A number of recent posts have touched on the word ‘rhythm’.  As Hazrat Inayat Khan explains here and here,  it is an important theme for those travelling the Sufi path.  It is also illustrated in the Sufi story recorded here. But what can we understand by this word?

In the world of music there is a different between rhythm and tempo.  Tempo refers to the speed at which music is played. A Western musical score typically shows at the beginning a quarter note and a numerical value, meaning how many quarter notes should sound in a minute; the higher the number, the more rapid the tempo.  Rhythm has to do with repeating patterns; everyone is familiar with the rhythm of the waltz: strongweak-weak strong-weak-weak, and so on.  Indian music has much more complex rhythmic patterns; sixteen beats is a common rhythm, and the beats themselves are more than simply strong or weak.

But although he was a musician by nature, Hazrat Inayat’s use of the word is more than strictly musical. He mentions, for example, the Hindu terms, sativa, rajas and tamas.

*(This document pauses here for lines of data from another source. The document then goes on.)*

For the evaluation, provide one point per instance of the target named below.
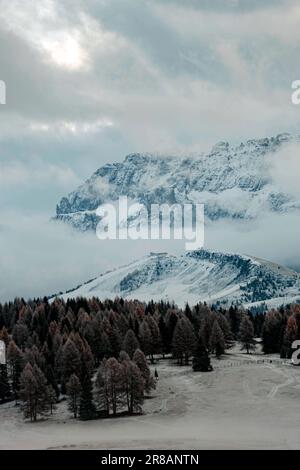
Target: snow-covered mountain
(232, 182)
(197, 276)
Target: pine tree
(101, 389)
(184, 340)
(140, 359)
(5, 392)
(133, 385)
(201, 359)
(73, 390)
(70, 360)
(15, 361)
(87, 408)
(130, 343)
(290, 335)
(51, 398)
(246, 334)
(217, 341)
(155, 341)
(114, 384)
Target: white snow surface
(233, 182)
(196, 277)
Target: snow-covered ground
(244, 404)
(200, 276)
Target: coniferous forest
(97, 354)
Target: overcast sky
(90, 81)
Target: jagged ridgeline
(232, 182)
(198, 276)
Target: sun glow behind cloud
(65, 51)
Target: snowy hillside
(196, 276)
(232, 182)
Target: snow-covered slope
(232, 182)
(196, 276)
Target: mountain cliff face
(232, 182)
(197, 276)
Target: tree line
(97, 353)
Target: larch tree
(140, 359)
(87, 408)
(33, 392)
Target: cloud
(89, 81)
(16, 173)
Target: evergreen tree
(130, 343)
(73, 390)
(87, 408)
(184, 340)
(140, 359)
(133, 385)
(155, 341)
(70, 360)
(101, 389)
(201, 359)
(145, 337)
(217, 341)
(5, 391)
(114, 384)
(290, 335)
(51, 398)
(15, 362)
(246, 334)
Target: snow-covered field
(241, 405)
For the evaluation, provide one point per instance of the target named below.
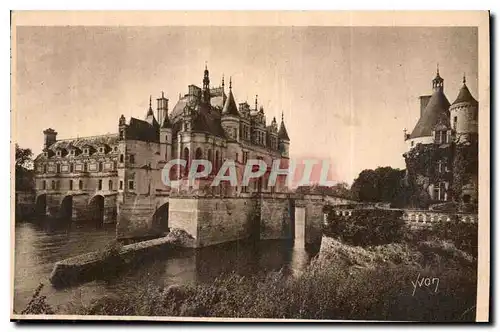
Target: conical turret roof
(166, 122)
(282, 133)
(230, 106)
(436, 111)
(464, 96)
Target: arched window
(186, 158)
(199, 153)
(209, 157)
(216, 162)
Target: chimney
(424, 100)
(50, 136)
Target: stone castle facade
(118, 177)
(442, 156)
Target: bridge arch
(41, 205)
(96, 210)
(160, 218)
(66, 210)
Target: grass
(343, 282)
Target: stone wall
(276, 217)
(24, 204)
(135, 216)
(214, 220)
(224, 220)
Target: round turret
(464, 114)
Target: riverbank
(114, 258)
(384, 282)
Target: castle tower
(437, 82)
(283, 139)
(166, 138)
(206, 86)
(50, 137)
(150, 117)
(231, 116)
(162, 107)
(434, 122)
(464, 115)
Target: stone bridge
(210, 220)
(416, 218)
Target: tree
(24, 173)
(384, 184)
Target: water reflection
(39, 246)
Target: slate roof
(80, 142)
(464, 96)
(282, 133)
(436, 111)
(230, 106)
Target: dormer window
(440, 137)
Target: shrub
(367, 227)
(38, 304)
(464, 235)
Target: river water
(39, 246)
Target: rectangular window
(444, 137)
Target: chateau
(442, 157)
(118, 177)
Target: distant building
(119, 175)
(442, 148)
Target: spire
(282, 133)
(166, 122)
(230, 106)
(150, 110)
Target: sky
(346, 93)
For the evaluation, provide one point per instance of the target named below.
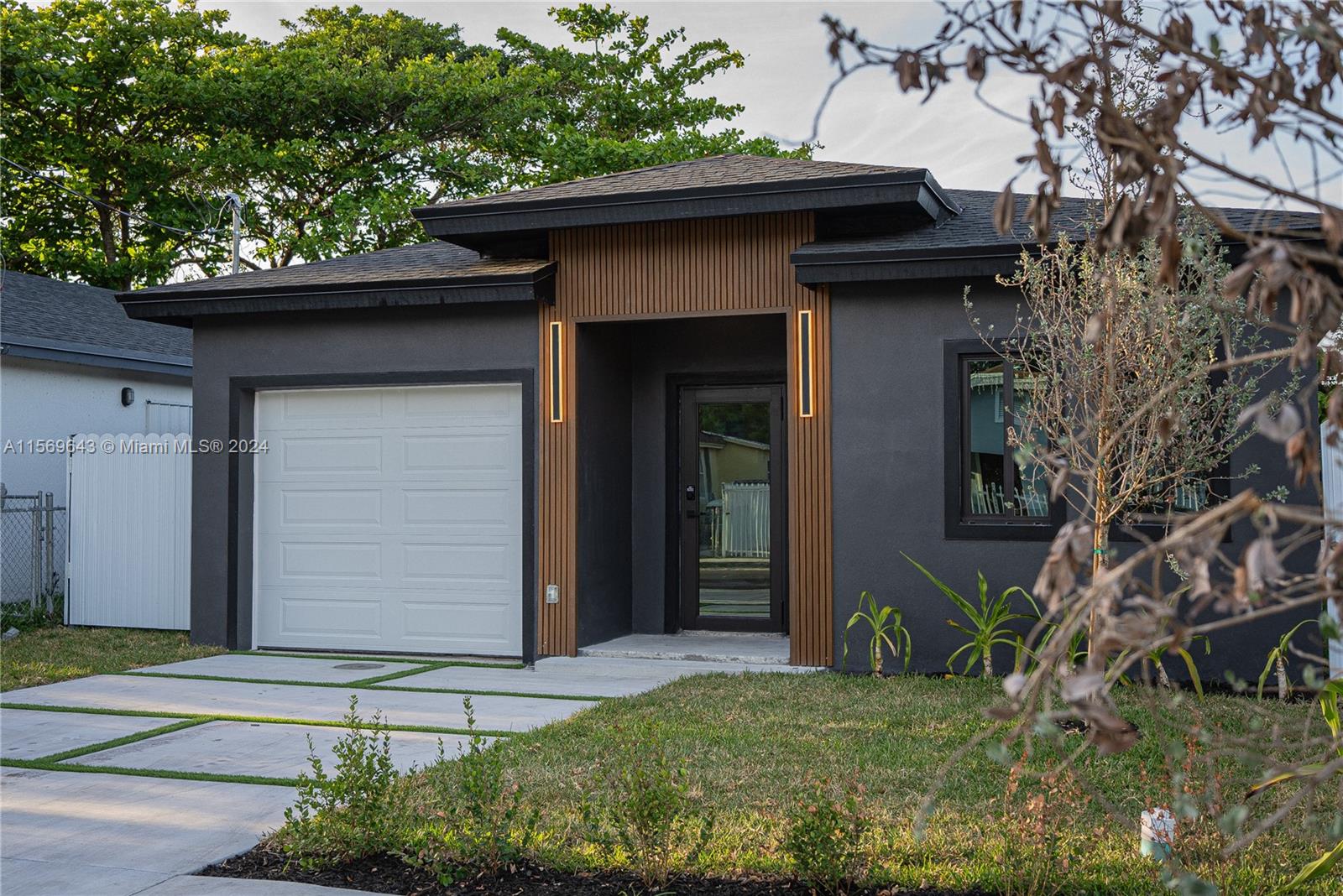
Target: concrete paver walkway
(89, 833)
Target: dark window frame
(959, 522)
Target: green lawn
(55, 654)
(750, 742)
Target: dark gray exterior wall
(890, 452)
(480, 342)
(642, 362)
(604, 482)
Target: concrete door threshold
(756, 649)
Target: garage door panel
(322, 506)
(321, 408)
(462, 405)
(327, 455)
(457, 623)
(463, 455)
(457, 566)
(359, 616)
(485, 508)
(391, 519)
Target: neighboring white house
(73, 362)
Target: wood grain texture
(689, 268)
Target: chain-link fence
(33, 548)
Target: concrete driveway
(127, 784)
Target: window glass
(1031, 483)
(985, 418)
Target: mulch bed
(389, 875)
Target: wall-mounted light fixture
(806, 367)
(557, 373)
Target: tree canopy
(329, 136)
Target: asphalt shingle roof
(38, 307)
(420, 264)
(698, 174)
(974, 227)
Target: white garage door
(391, 519)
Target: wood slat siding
(684, 268)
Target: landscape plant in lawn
(347, 815)
(888, 632)
(825, 837)
(1278, 659)
(987, 623)
(483, 820)
(644, 812)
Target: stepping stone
(31, 734)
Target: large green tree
(628, 101)
(107, 100)
(331, 134)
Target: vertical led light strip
(806, 365)
(557, 374)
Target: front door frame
(682, 565)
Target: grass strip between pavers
(257, 719)
(477, 664)
(44, 765)
(470, 692)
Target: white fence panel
(129, 549)
(1331, 474)
(745, 519)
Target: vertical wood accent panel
(684, 268)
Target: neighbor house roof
(713, 187)
(969, 244)
(77, 324)
(431, 273)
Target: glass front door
(731, 508)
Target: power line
(210, 231)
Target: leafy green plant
(886, 631)
(1278, 663)
(344, 815)
(823, 839)
(483, 824)
(987, 623)
(26, 616)
(645, 812)
(1330, 698)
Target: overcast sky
(964, 143)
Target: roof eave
(180, 307)
(91, 356)
(461, 223)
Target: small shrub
(344, 815)
(24, 616)
(888, 631)
(646, 812)
(987, 623)
(483, 824)
(823, 841)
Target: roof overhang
(521, 226)
(165, 306)
(96, 356)
(817, 263)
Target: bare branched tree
(1123, 94)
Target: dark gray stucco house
(713, 394)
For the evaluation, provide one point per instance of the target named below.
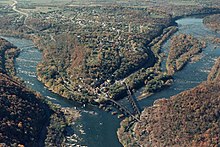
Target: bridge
(123, 109)
(133, 101)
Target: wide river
(97, 128)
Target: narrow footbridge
(132, 100)
(123, 109)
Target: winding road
(14, 8)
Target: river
(97, 128)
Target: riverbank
(43, 125)
(184, 118)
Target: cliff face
(191, 118)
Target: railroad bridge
(132, 100)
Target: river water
(97, 128)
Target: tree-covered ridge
(7, 54)
(182, 49)
(22, 114)
(25, 118)
(191, 118)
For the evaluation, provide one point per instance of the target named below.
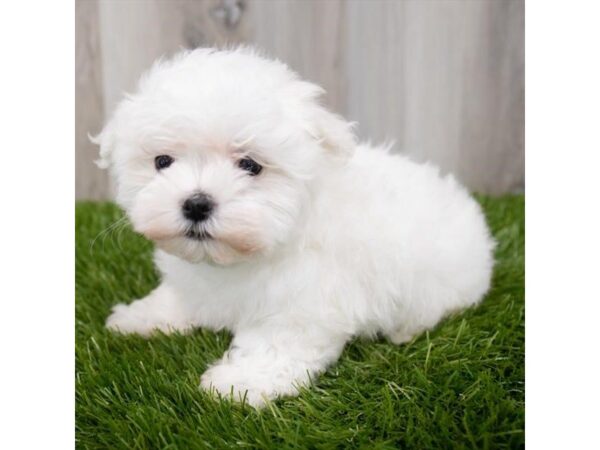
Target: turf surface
(458, 386)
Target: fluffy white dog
(271, 221)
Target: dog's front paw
(238, 383)
(126, 319)
(142, 317)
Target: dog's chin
(201, 247)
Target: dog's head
(214, 154)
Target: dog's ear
(106, 140)
(334, 134)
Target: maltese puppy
(271, 221)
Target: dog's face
(213, 156)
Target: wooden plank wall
(444, 79)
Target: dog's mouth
(198, 235)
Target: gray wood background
(444, 79)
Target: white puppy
(271, 221)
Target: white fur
(333, 239)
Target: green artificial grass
(458, 386)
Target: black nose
(198, 207)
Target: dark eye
(250, 166)
(162, 162)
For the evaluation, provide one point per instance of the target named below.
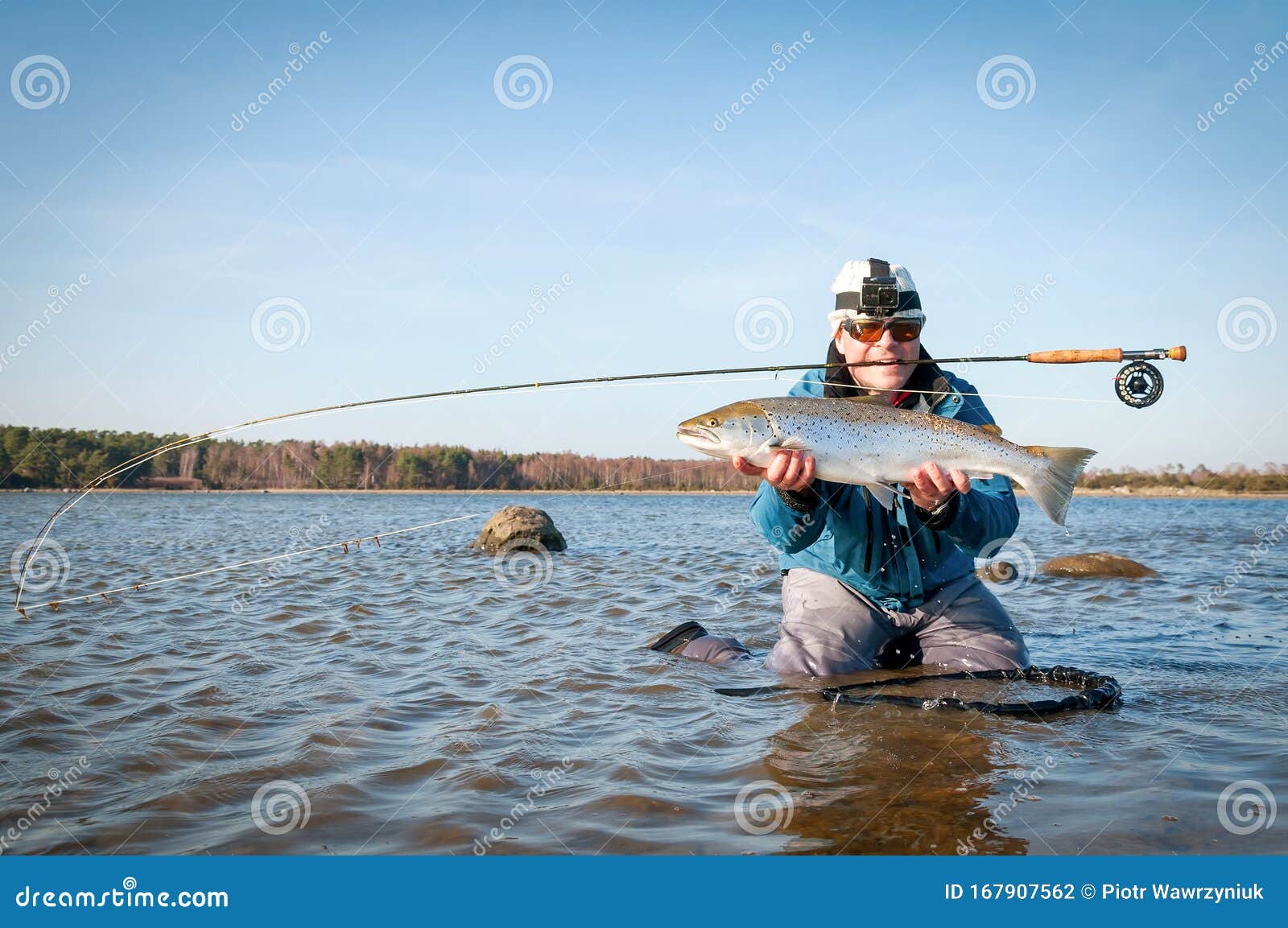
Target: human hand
(929, 487)
(787, 470)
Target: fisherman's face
(881, 377)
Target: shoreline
(1141, 493)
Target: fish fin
(882, 493)
(792, 443)
(1054, 475)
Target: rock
(997, 571)
(1098, 564)
(514, 526)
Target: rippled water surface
(419, 703)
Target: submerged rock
(514, 526)
(997, 571)
(1096, 564)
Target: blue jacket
(890, 555)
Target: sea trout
(873, 444)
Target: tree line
(43, 459)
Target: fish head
(733, 430)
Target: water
(415, 703)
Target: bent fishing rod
(1139, 384)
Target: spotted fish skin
(873, 443)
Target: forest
(51, 459)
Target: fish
(873, 444)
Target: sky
(464, 195)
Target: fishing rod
(1139, 384)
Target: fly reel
(1139, 384)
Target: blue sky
(394, 199)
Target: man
(865, 586)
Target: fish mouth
(696, 435)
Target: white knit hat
(850, 281)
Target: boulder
(997, 571)
(1098, 564)
(517, 526)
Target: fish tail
(1054, 474)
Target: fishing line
(146, 584)
(1143, 388)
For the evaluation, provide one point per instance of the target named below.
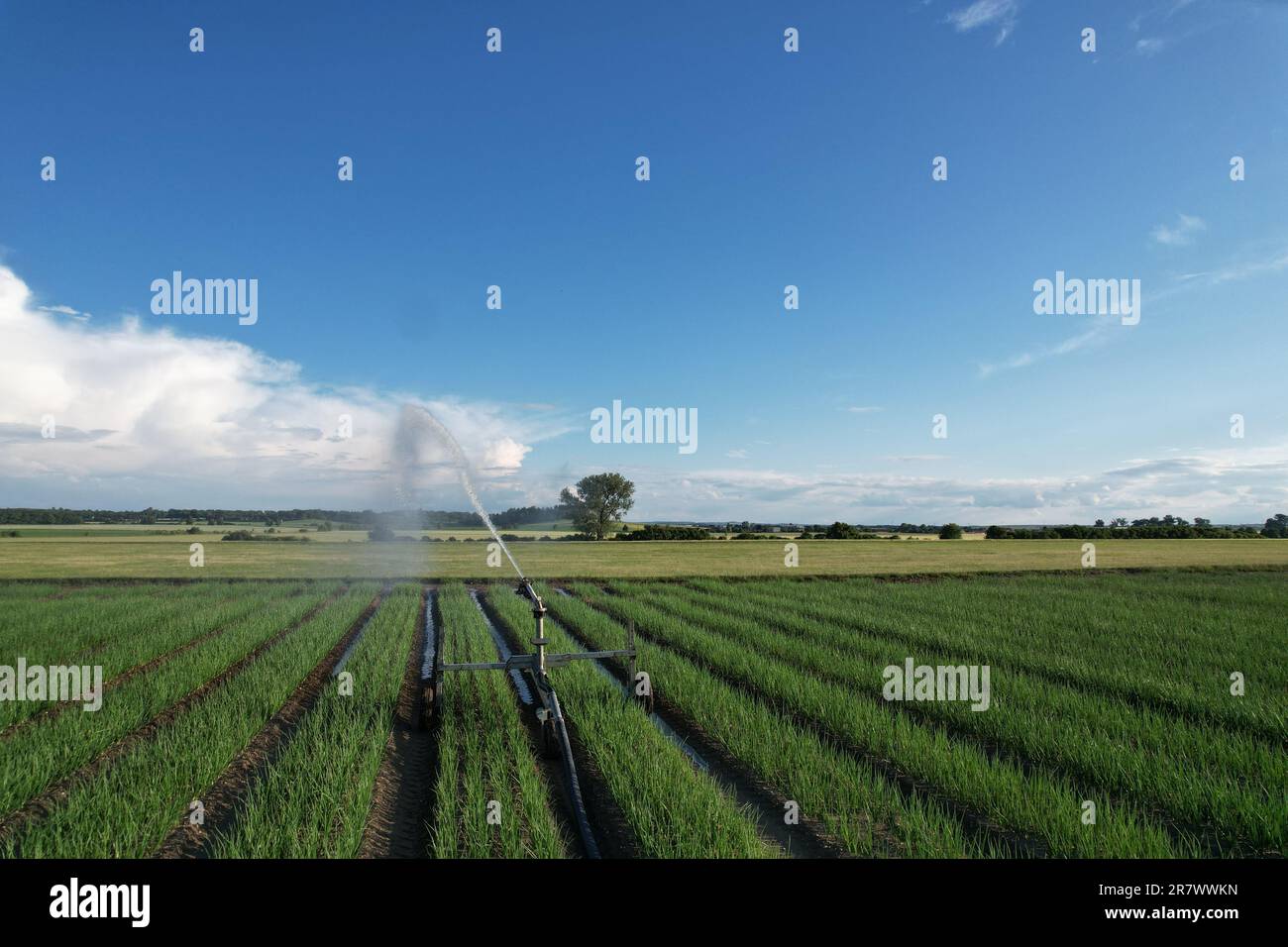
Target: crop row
(128, 808)
(490, 800)
(132, 638)
(1140, 639)
(1035, 805)
(866, 813)
(1198, 775)
(671, 809)
(313, 800)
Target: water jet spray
(536, 665)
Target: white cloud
(1267, 263)
(1183, 234)
(67, 311)
(149, 416)
(1001, 13)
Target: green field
(1111, 689)
(339, 554)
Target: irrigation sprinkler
(536, 667)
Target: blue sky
(767, 169)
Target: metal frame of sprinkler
(554, 729)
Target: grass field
(287, 711)
(167, 557)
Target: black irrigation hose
(579, 806)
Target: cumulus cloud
(147, 416)
(1181, 234)
(1000, 13)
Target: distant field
(339, 554)
(1111, 689)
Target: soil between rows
(226, 797)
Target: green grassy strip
(314, 799)
(1177, 656)
(919, 618)
(674, 810)
(54, 748)
(1199, 776)
(150, 631)
(63, 630)
(128, 809)
(484, 755)
(862, 810)
(1031, 804)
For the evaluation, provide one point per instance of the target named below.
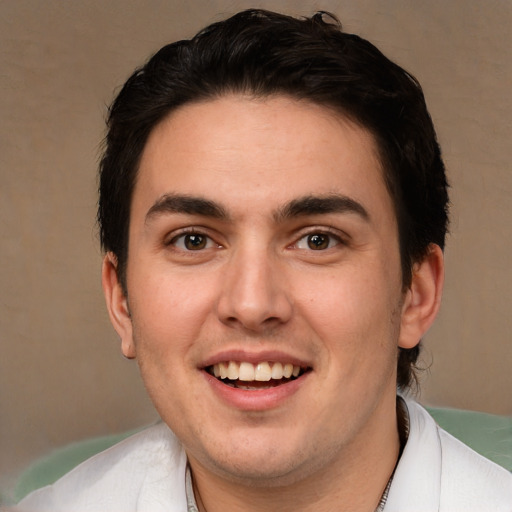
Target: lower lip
(255, 399)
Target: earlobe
(117, 304)
(423, 298)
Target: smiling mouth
(248, 376)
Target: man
(273, 208)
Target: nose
(254, 295)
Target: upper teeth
(248, 372)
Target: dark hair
(262, 53)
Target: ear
(423, 298)
(117, 304)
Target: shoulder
(438, 472)
(141, 473)
(468, 478)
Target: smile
(260, 376)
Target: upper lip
(254, 357)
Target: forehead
(267, 150)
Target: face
(265, 297)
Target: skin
(257, 291)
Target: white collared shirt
(146, 473)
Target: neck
(353, 481)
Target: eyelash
(333, 239)
(190, 232)
(323, 233)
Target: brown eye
(318, 242)
(194, 242)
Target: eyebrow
(321, 205)
(191, 205)
(300, 207)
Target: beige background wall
(61, 374)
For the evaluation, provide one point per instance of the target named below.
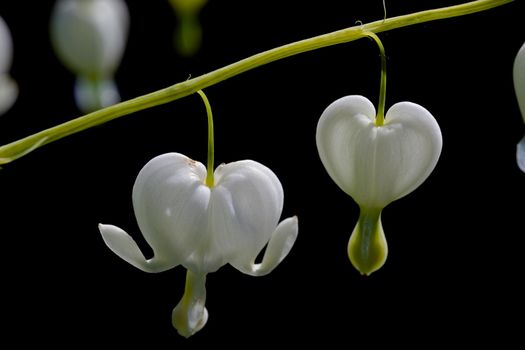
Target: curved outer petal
(519, 87)
(376, 165)
(280, 244)
(90, 36)
(125, 247)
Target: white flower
(8, 87)
(519, 86)
(89, 36)
(202, 228)
(376, 165)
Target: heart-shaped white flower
(376, 165)
(519, 87)
(8, 87)
(89, 36)
(202, 228)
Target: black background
(455, 265)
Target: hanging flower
(188, 223)
(8, 87)
(202, 219)
(376, 164)
(89, 36)
(519, 86)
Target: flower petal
(125, 247)
(280, 244)
(90, 37)
(246, 205)
(170, 202)
(8, 92)
(377, 164)
(519, 79)
(6, 47)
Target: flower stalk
(211, 149)
(19, 148)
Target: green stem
(380, 117)
(367, 247)
(211, 150)
(190, 314)
(19, 148)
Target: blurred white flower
(376, 165)
(89, 37)
(8, 87)
(202, 228)
(519, 86)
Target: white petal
(8, 93)
(170, 202)
(125, 247)
(520, 154)
(246, 205)
(519, 79)
(280, 244)
(90, 36)
(376, 165)
(6, 48)
(8, 87)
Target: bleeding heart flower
(89, 36)
(8, 87)
(186, 222)
(376, 164)
(519, 86)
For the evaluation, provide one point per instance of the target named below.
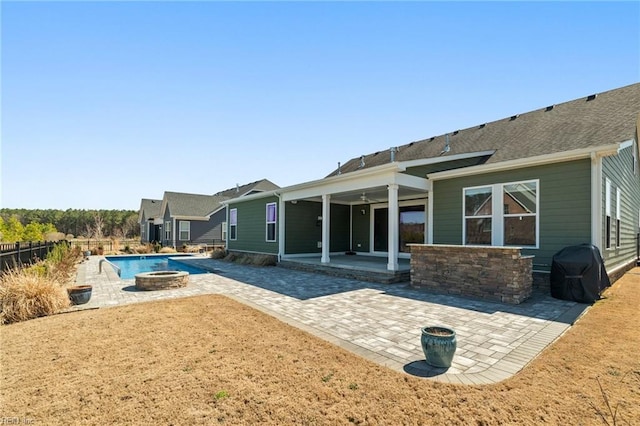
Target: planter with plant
(439, 345)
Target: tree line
(27, 224)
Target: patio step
(355, 273)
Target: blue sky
(105, 103)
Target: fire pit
(161, 280)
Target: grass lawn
(211, 360)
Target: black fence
(17, 255)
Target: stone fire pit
(161, 280)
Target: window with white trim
(607, 210)
(233, 224)
(478, 215)
(184, 227)
(271, 219)
(618, 216)
(508, 220)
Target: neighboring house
(150, 220)
(185, 218)
(561, 175)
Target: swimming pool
(132, 265)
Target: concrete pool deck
(380, 322)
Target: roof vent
(447, 147)
(393, 151)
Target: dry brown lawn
(210, 360)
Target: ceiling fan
(366, 199)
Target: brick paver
(380, 322)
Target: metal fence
(107, 245)
(16, 255)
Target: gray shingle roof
(260, 185)
(610, 117)
(193, 205)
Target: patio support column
(393, 228)
(281, 229)
(326, 209)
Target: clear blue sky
(105, 103)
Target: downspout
(173, 231)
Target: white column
(393, 227)
(326, 221)
(281, 226)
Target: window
(271, 221)
(520, 204)
(510, 220)
(478, 212)
(185, 230)
(233, 224)
(607, 204)
(618, 216)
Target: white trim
(605, 150)
(625, 144)
(267, 223)
(596, 201)
(326, 228)
(281, 226)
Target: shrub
(27, 294)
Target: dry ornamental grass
(210, 360)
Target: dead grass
(25, 295)
(210, 360)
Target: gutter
(601, 151)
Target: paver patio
(380, 322)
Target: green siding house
(557, 176)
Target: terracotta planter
(439, 345)
(79, 294)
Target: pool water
(132, 265)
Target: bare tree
(98, 226)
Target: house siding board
(302, 231)
(339, 232)
(252, 225)
(618, 169)
(361, 227)
(564, 210)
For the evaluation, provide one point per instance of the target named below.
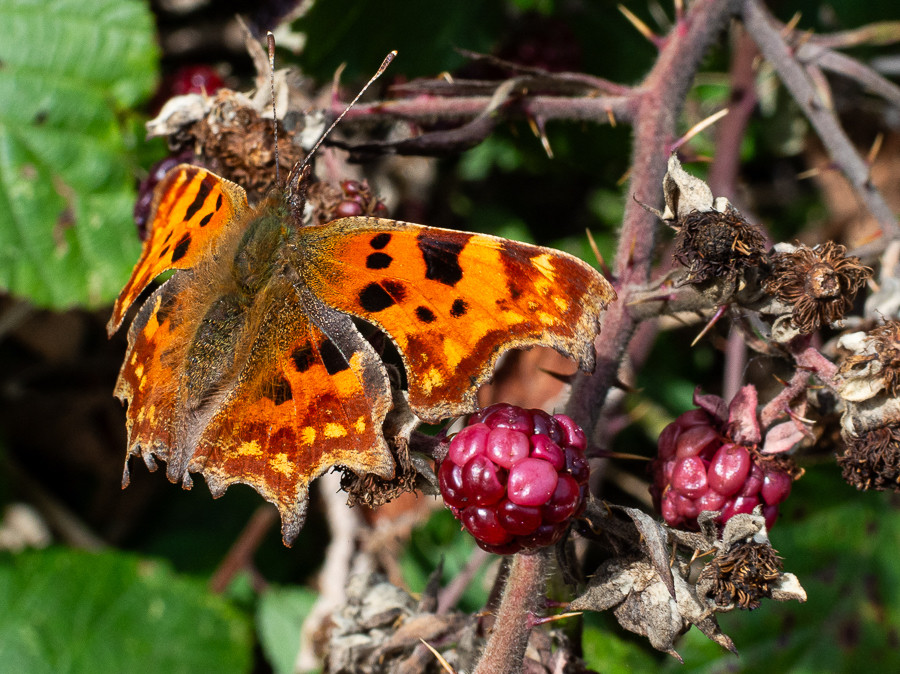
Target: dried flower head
(352, 198)
(820, 283)
(743, 575)
(886, 341)
(872, 460)
(717, 244)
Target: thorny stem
(809, 361)
(662, 96)
(797, 82)
(730, 132)
(522, 596)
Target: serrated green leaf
(66, 611)
(68, 72)
(279, 618)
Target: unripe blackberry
(515, 477)
(699, 468)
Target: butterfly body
(246, 365)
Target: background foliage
(75, 84)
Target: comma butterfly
(247, 367)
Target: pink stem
(522, 597)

In yogic teaching, these represent qualities of manifestation, but Hazrat Inayat recognises them as degrees of vibration.  All manifestation implies movement arising from the Unseen, which produces vibration, and the rate of vibration results in qualities, just as different rates of vibration produce different musical tones, or different colours of light.  Sattva, the finest and most subtle rate of vibration, is associated with peace and tranquility, or in yogic terms, ‘being-ness.’  Rajas is a more active vibration, associated with energy, action and change; it is progressive and purposeful, but in this vibration we are strongly attached to the consequences of our actions.  Tamas is heavy, intense, and material; it is associated with ignorance, darkness and with chaos.

We may have a better understanding of this if we consider that the word ‘rhythm’ originates from a Greek word meaning ‘flow.’  A musical composition (or some poetry)  maintains its flow by the repetition of a pattern of beats. But a rapidly running stream has a rhythm too, although it repeats nothing of its song as it hurries down a hillside.  And different again is the majestic, meditative rhythm of a great river as it approaches its union with the sea.

By self-discipline and attention we can learn to alter our rhythm, but we cannot fake it.  Hazrat Inayat Khan walked with what he himself called a ‘kingly’ rhythm, and he would not alter it, even to hurry for a departing train.  He was not attached to the consequences of his actions; he walked in the consciousness of the One.